プリマネ!恋はいつでも真っ向勝負

「友達にはうらやましがられたけど、特にからかわれたりは......」

「そうなの?一輝くん狙いの子はがっかりしてるんじゃない?一輝くんモテるんでしょ?金子くんに聞いたー。
クラスにはどんな可愛い子が一輝くんのこと狙ってんのかと思うと、もうあたし心配ー」


重い雰囲気にならないように冗談めかしてそう言えば、一輝くんは予想外だとでもいうように目を丸くする。


「ええっ!?モテませんよ?
何言ってんだあいつ......。
それに、彼女おるってちゃんと言っとうけん、心配しないでください。俺には、みどり先輩だけです」


俺には、みどり先輩だけです、だって。
録音して永久保存版にしたい。

一輝くんって色々ズレてんのに、急に嬉しいこと言ってくれるから困る。
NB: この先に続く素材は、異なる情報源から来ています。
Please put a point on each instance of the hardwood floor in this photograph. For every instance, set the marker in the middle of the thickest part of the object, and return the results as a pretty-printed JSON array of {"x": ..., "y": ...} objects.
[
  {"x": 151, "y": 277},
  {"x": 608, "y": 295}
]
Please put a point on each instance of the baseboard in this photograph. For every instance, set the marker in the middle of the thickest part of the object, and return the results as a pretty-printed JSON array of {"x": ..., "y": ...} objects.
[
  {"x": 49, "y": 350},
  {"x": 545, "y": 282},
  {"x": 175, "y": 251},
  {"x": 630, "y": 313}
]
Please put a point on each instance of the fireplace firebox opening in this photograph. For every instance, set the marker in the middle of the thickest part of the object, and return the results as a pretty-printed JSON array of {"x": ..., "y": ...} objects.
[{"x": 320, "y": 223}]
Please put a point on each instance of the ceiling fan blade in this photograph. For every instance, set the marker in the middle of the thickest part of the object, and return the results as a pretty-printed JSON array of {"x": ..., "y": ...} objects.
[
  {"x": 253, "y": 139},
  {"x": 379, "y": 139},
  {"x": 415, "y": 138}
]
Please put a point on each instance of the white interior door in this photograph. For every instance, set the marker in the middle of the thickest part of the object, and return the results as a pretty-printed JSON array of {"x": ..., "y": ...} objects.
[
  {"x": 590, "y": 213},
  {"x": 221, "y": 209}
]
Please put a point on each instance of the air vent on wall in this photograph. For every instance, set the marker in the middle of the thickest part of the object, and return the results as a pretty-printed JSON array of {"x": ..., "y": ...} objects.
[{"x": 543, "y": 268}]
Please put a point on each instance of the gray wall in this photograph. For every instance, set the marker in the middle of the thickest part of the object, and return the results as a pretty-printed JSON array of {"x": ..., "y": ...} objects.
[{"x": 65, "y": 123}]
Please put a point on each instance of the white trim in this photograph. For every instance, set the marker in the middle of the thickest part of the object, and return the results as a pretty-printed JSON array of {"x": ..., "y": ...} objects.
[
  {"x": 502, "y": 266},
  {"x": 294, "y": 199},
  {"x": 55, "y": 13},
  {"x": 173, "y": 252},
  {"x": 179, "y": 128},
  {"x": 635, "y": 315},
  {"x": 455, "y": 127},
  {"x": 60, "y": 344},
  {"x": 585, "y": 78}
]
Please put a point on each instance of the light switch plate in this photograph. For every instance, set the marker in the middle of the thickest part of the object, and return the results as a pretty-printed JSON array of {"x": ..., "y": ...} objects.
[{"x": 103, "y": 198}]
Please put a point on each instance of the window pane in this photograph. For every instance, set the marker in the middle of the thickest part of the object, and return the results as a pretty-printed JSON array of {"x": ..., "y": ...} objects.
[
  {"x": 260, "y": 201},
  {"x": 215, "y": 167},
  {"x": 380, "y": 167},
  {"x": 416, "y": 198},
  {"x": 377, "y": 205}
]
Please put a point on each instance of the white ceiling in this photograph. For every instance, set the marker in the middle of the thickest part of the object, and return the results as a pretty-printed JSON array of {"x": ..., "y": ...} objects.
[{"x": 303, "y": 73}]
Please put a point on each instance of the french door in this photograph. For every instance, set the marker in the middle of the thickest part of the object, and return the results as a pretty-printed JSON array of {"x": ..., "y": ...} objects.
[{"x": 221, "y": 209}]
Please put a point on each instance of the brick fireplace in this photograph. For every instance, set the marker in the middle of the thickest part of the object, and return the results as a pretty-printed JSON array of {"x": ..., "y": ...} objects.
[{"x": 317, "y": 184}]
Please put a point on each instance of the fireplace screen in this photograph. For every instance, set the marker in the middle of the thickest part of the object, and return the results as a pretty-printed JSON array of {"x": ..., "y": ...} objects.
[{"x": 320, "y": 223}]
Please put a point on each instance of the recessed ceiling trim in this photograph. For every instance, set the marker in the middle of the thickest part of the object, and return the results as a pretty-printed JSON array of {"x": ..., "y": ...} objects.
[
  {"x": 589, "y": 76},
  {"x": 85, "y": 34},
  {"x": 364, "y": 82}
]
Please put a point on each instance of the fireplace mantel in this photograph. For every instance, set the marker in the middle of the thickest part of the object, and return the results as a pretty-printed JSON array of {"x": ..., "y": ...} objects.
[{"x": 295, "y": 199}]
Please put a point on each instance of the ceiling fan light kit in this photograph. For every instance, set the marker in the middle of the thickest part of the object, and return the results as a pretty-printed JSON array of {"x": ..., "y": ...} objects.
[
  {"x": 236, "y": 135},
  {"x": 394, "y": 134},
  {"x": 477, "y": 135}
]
あたしこの言葉だけで、しばらく生きていけるわ。


「一輝くん、あたしのこと好き?」

「はいっ!!」


駆け引きなんて知らない、ひたすらまっすぐな一輝くんが元気よくうなずくのを見て、心が軽くなる。


「ふふ、それならいい。
ね、やっぱりバッティングセンターいこ。
思いっきり打ちたい気分」


いいんだ、お似合いじゃなくても。
一輝くんがあたしを好きだと言ってくれるなら。
誰に何言われても、絶対負けたりしないから。

結局、一輝くんにはさっきのことは言わないと決めて、一輝くんと二人バッティングセンターに向かった。


その選択が正しいのか正しくないのか分からない。
ただ、別に言わなかったとしてもそんなに大したことじゃない、そう思っていた。

そのときの、あたしは。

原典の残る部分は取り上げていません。